From db765fff8d7e1329b14479c2b259c42fc351d764 Mon Sep 17 00:00:00 2001
From: =?UTF-8?q?Max=20L=C3=BCbke?= <mluebke@gfz-potsdam.de>
Date: Fri, 29 Sep 2023 17:16:41 +0200
Subject: [PATCH] Initial commit

---
 CMakeLists.txt |  8 ++++++++
 README.org     | 14 ++++++++++++++
 sycl_comp.cpp  | 38 ++++++++++++++++++++++++++++++++++++++
 3 files changed, 60 insertions(+)
 create mode 100644 CMakeLists.txt
 create mode 100644 README.org
 create mode 100644 sycl_comp.cpp
diff --git a/CMakeLists.txt b/CMakeLists.txt
new file mode 100644
index 0000000..4a68522
--- /dev/null
+++ b/CMakeLists.txt
@@ -0,0 +1,8 @@
+cmake_minimum_required(VERSION 3.25)
+
+project(sycl_example)
+
+find_package(AdaptiveCpp REQUIRED)
+
+add_executable(sycl_comp sycl_comp.cpp)
+add_sycl_to_target(TARGET sycl_comp)
diff --git a/README.org b/README.org
new file mode 100644
index 0000000..a123d06
--- /dev/null
+++ b/README.org
@@ -0,0 +1,14 @@
+#+title: Matrix multiplication with SYCL, yay
+
+This project serves as a sample demonstration of SYCL syntax and offers a
+straightforward program as an illustration.
+
+Its primary objective is to function as a benchmark for executing matrix
+multiplication on a single CPU core while using SYCL for both OpenMP and GPU
+parallelization. Subsequently, we will record and analyze the execution times.
+
+At this stage, the project showcases how to transfer and manipulate data on the
+GPU using the Unified Shared Memory (USM) model with explicit data movement.

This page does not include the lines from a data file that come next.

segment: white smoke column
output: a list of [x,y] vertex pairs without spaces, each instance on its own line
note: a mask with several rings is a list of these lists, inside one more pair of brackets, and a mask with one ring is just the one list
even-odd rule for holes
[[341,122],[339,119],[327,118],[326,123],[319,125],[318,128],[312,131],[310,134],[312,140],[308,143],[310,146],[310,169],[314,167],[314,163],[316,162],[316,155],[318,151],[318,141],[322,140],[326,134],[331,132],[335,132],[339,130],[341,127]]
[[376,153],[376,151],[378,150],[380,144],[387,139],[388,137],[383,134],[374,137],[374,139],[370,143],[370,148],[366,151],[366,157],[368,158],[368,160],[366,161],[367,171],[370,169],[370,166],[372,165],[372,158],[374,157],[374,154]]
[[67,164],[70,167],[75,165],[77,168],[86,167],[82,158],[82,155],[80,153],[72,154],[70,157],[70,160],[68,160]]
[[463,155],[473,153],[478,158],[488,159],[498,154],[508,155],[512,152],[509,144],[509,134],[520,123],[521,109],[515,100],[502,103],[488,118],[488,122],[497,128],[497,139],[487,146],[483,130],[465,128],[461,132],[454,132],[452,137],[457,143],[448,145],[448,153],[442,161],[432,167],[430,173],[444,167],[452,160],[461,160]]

+Unfortunately, I've encountered a hurdle as my current implementation with =hip=
+lacks a valid USM provider for my graphics card, the AMD Radeon RX 6700 XT,
+preventing me from achieving implicit data movement for demonstration 😔
diff --git a/sycl_comp.cpp b/sycl_comp.cpp
new file mode 100644
index 0000000..d6889cd
--- /dev/null
+++ b/sycl_comp.cpp
@@ -0,0 +1,38 @@
+#include <iostream>
+
+#include <CL/sycl.hpp>
+
+using namespace cl::sycl;
+
+auto main(int argc, char **argv) -> int {
+
+  queue q;
+
+  std::cout << "Using device: " << q.get_device().get_info<info::device::name>()
+            << "\n";
+
+  int hostArray[42];
+  auto deviceArray = static_cast<int *>(malloc_device(42 * sizeof(int), q));
+
+  for (int i = 0; i < 42; i++) {
+    hostArray[i] = i;
+  }
+
+  q.memcpy(deviceArray, hostArray, 42 * sizeof(int));
+  q.wait();
+
+  q.submit([&](handler &h) {
+    h.parallel_for(range<1>(42), [=](auto ID) { deviceArray[ID]++; });
+  });
+
+  q.wait();
+
+  q.memcpy(hostArray, deviceArray, 42 * sizeof(int));
+  q.wait();
+
+  for (int i = 0; i < 42; i++) {
+    std::cout << hostArray[i] << " ";
+  }
+
+  std::cout << "\n";
+}